One of the more unique books I read in 2017 was All the Birds in the Sky by Charlie Jane Anders – complete with witchcraft and wormhole generators in a world in the near future that is beset by storms and wars, a showdown between magic and science.

In a very different vein, I spent a little time with Janet Evanovich’s Stephanie Plum in Turbo Twenty Three, and she is the same as ever, never really moving forward in her life, but loveable and still makes me laugh. Carl Hiassen’s Razor Girl was my book club pick early in the year, and though I like so much of his work, this one was not my favorite. I just found it clear on every page that it was written by a man – and not just because the title is about bikini shaving.

Contemporary Fiction

This genre is not always my first choice – maybe because reading about dysfunctional people in modern society is not my favorite escape, and these books often tend to veer that way, but Elizabeth Strout’s Anything Is Possible was wonderful – I met Strout a few times and she is sweet and modest. I wrote about The Nest before, and it continued to have staying power with me as the year went on. A Man Called Ove also stayed with me – it may have been one of my favorite books of the year. I loved that curmudgeon whose heart turned out to be made of gold. A read that moved quickly but also was profound.

Fates and Furies by Lauren Groff was one of those weighty and much-heralded novels that I often don’t like (Jonathan Franzen’s for example) but I did mostly enjoy it  I did not realize I was going to get two sides of the same story when I read it (the downside of an e-book perhaps). It led a discussion with a friend who posted about it on facebook about whether we identified with the Fates or the Furies. I am not sure. On a lighter note, I read P.S. From Paris by Mark Levy, and that was fast and fun. Crimes Against a Book Club by Kathy Cooperman was another Kindle First pick, and it was also fun – two women begin selling expensive face cream that in reality has cheap ingredients, preying on wealthy women’s vanity and insecurity – a premise I totally bought.

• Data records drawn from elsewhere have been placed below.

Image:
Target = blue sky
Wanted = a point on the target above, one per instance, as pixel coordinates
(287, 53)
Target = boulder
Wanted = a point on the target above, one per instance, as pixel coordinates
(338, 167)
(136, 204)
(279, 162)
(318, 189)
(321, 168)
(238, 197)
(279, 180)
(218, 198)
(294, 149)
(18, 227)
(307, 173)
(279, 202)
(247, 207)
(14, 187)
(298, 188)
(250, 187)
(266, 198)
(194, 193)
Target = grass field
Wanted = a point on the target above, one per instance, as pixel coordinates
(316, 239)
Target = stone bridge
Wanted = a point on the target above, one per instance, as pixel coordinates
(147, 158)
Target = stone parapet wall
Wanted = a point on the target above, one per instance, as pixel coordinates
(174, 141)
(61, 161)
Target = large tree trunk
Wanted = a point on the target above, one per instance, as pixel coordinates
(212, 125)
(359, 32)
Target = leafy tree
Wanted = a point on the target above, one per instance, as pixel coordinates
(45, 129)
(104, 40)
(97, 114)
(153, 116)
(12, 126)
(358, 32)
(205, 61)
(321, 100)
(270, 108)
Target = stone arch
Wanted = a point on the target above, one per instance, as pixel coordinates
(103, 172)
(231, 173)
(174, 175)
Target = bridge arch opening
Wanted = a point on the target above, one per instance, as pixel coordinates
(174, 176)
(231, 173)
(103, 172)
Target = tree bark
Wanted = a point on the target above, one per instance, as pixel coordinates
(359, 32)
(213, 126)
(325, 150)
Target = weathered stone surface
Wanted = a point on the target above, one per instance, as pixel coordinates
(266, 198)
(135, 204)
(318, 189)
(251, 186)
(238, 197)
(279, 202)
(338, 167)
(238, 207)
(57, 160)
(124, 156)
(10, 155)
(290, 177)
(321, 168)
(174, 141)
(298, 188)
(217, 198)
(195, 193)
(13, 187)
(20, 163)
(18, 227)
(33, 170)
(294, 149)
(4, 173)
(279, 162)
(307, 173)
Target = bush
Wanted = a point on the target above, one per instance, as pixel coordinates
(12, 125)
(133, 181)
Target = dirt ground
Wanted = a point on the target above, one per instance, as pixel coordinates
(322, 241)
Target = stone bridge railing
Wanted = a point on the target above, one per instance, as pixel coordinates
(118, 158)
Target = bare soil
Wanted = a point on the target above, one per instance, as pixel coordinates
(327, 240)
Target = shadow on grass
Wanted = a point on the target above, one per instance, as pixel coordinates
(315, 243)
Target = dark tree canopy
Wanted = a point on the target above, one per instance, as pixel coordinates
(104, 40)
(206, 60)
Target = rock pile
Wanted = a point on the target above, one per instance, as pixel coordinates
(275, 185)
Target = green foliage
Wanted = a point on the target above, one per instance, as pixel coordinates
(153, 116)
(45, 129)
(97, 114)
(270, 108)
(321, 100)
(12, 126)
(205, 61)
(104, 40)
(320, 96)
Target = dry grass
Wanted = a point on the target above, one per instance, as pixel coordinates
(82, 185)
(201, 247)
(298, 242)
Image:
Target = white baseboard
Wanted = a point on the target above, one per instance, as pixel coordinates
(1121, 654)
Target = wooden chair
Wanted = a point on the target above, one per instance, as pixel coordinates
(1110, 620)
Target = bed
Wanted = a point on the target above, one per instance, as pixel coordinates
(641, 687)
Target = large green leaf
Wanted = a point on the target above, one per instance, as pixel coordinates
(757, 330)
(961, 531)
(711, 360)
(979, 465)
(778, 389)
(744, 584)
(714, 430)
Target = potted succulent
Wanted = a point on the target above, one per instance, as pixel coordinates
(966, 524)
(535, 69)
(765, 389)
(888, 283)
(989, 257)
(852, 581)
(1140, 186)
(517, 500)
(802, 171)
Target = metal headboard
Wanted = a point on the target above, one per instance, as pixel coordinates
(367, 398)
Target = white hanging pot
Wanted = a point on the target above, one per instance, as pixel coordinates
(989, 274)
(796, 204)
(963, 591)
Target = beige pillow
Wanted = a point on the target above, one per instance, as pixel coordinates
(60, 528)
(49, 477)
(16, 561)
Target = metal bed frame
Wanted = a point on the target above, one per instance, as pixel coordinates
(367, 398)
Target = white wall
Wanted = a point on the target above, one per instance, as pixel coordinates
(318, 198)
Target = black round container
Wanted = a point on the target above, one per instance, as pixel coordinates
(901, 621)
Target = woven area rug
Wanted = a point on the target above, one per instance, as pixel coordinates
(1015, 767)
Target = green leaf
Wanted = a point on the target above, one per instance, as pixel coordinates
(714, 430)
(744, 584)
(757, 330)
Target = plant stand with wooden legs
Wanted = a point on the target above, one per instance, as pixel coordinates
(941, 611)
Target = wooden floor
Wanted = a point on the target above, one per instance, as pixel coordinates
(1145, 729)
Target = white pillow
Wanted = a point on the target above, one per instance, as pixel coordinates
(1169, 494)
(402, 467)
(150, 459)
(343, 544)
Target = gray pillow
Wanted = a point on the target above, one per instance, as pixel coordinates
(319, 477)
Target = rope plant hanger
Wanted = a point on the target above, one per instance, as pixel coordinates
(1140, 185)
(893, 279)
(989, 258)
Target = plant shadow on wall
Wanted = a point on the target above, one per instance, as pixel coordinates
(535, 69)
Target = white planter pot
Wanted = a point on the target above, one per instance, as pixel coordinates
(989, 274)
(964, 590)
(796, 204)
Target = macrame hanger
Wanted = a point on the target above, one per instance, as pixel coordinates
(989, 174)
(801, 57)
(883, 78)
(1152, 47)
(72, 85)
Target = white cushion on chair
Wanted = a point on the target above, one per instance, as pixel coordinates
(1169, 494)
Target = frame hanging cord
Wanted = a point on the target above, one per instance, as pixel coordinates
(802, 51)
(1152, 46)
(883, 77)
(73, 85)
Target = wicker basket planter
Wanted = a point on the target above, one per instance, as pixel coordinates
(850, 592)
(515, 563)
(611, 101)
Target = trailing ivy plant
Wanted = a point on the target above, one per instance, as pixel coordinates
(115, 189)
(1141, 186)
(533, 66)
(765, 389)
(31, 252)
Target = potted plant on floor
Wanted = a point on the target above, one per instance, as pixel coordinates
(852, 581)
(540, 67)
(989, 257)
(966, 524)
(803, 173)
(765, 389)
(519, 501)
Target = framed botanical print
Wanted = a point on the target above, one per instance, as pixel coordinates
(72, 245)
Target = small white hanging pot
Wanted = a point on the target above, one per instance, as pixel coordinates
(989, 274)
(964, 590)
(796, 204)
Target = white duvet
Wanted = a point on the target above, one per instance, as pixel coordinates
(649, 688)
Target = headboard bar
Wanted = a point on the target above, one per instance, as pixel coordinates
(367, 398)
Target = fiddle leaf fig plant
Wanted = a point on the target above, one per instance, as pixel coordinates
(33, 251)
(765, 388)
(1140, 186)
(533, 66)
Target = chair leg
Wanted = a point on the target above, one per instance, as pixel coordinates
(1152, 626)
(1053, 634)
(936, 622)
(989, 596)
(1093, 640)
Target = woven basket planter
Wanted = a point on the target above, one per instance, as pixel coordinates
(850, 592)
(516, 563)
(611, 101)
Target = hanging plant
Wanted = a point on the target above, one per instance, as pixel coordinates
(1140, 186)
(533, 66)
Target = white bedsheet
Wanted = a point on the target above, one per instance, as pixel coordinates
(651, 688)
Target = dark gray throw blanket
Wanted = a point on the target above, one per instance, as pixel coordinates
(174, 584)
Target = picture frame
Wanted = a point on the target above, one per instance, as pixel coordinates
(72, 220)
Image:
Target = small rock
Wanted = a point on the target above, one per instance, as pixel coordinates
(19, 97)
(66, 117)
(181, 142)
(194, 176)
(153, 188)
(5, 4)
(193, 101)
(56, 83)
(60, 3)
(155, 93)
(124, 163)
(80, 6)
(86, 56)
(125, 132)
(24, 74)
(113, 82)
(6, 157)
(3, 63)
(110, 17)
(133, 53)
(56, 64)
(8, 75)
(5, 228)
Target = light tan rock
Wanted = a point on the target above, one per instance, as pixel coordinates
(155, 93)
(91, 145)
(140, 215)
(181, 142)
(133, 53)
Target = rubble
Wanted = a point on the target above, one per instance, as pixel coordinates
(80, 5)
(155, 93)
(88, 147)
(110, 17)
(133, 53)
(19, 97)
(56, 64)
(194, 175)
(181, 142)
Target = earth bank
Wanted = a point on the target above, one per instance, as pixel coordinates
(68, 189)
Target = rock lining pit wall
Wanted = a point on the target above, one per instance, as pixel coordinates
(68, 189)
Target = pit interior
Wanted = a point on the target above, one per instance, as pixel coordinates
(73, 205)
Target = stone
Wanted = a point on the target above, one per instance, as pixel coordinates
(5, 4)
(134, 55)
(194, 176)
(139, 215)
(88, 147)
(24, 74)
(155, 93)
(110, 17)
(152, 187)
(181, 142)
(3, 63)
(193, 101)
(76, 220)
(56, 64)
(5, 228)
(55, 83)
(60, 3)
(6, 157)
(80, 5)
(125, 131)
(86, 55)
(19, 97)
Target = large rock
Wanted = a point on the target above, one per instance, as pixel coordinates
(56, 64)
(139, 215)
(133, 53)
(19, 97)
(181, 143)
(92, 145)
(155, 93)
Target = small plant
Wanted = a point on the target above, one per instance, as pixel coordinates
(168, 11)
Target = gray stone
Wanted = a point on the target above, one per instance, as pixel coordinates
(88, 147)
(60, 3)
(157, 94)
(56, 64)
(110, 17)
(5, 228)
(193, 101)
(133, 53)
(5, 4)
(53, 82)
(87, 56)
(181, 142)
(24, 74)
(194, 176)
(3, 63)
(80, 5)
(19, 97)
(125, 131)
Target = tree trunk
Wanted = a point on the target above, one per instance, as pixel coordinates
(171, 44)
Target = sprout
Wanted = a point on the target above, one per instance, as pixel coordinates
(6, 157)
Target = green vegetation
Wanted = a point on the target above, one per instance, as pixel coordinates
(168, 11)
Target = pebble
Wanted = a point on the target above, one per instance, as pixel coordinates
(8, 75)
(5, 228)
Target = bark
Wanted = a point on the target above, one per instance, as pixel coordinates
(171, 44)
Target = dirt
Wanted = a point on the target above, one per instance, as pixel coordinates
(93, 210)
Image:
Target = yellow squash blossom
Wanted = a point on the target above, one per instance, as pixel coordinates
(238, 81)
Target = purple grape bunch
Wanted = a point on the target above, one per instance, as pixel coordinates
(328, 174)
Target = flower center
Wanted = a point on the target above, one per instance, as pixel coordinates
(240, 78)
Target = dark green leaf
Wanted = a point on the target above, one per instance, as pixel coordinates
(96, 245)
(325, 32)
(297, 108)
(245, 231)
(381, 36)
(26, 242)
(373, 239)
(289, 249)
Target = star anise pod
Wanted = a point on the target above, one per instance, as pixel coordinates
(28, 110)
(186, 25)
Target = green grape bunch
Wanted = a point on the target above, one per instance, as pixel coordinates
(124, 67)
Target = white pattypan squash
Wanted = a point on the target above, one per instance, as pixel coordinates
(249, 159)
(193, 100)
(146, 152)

A book club selection I probably would not have picked myself but am so glad I read was The Rent Collector by Cameron Wright. It seems dreary – about a woman living in a dump selling scraps for a living, but it was uplifting and beautiful.

Science/Health

Of course some of my reading veered into the practical and I guess I can thank back pain for my restricted activity that led to the dozens and dozens of books I consumed this year, of course banishing it was a priority. In addition to innumerable articles, I read (and re-read) three of Dr. John Sarno’s books, Healing Back Pain, The Mind Body Prescription and The Divided Mind in 2017. The writing is accessible but smart, and worth exploring for anyone with chronic back pain. Sarno died this summer at the age of 93 but other practitioners, including one I saw, Dr. Ira Rashbaum, have taken up his specific method. The jury is still out on this for me, but signs are positive, finally.

I also read End Back Pain Forever by Dr. Norman Marcus, which also deviates from conventional wisdom about back pain, but is more mainstream than Sarno. Earlier in the year, I saw Marcus a few times and found him to be a caring and dedicated doctor, but one cannot pursue both Sarno and Marcus’s methods at the same time.

As I wrote before, Melanie Thernstrom’s The Pain Chronicles had a big impact on me – I feel fortunate that she dedicated so much of her life to studying chronic pain as a journalist and patient, and that she is so good at conveying scientific terms to a layperson.

 

So, what’s next? More writing and a little less reading. I am partially through Grant by Ron Chernow, and A Week in December at this point. Onward.